The resulting combinatorial problem can be formalized by representing the network as a mixed graph, where undirected edges model interactions with unknown causal direction, and directed edges represent interactions with known directionality. The cause-effect pairs are modeled by a collection of source-target vertex pairs. The goal is to orient (assign single directions to) the undirected edges so that a maximum number of source-target pairs admit a directed path from the source to the target. We call this problem MAXIMUM-MIXED-GRAPH-ORIENTATION.
Previous work on this and related problems can be classified into theoretical and applied work. On the theoretical side, Arkin and Hassin (2002) studied the decision problem of orienting a mixed graph to admit directed paths for a given set of source-target vertex pairs and showed that this problem is NP-complete. The problem of finding strongly connected orientations of graphs can be solved in polynomial time (Boesch and Tindell, 1980; Chung et al., 1985). Recently we proved that MAXIMUM-MIXED-GRAPH-ORIENTATION admits a sub-linear polynomial-time approximation (Elberfeld et al., 2011). For a comprehensive discussion of the various kinds of graph orientations, we refer to the textbook of Bang-Jensen and Gutin (2008).
For the special case of an undirected network (with no pre-directed edges), the orientation problem was shown to be NP-complete and hard to approximate to within a constant factor of 11/12 (Medvedovsky et al., 2008). On the positive side, Medvedovsky et al. (2008) provided an ILP-based algorithm, and showed that the problem is approximable to within a ratio of Ω(1/log n), where n is the number of vertices in the network. The approximation ratio was later improved to Ω(log log n / log n) (Gamzu et al., 2010).

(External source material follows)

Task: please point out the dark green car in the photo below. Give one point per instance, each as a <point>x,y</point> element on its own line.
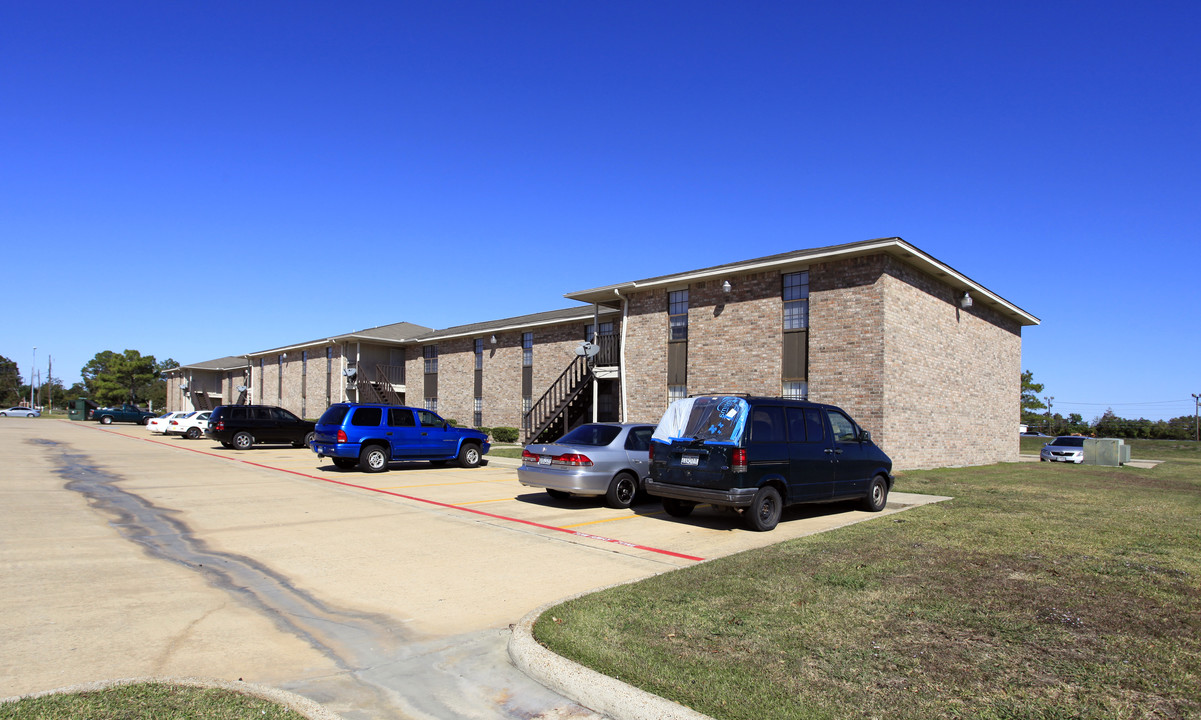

Dorn et al. (2011) studied the parameterized complexity of orienting undirected networks.
On the practical side, several authors studied the orientation problem and related annotation problems. Yeang et al. (2004) were the first to use perturbation experiments to annotate protein networks. They proposed a probabilistic model and an accompanying inference approach to predict edge directions and signs of activation and repression from cause-effect data. Ourfali et al. (2007) provided an ILP formulation for the problem of inferring edge signs that maximize the expected number of explained cause-effect pairs. Gitter et al. (2011) used SATISFIABILITY-based approximations to tackle the orientation problem. The main caveat of all these approaches is that they depend on enumerating all possible paths between a pair of genes and, hence, they are limited to paths of very short length (3 for the first two works and 5 for the latter).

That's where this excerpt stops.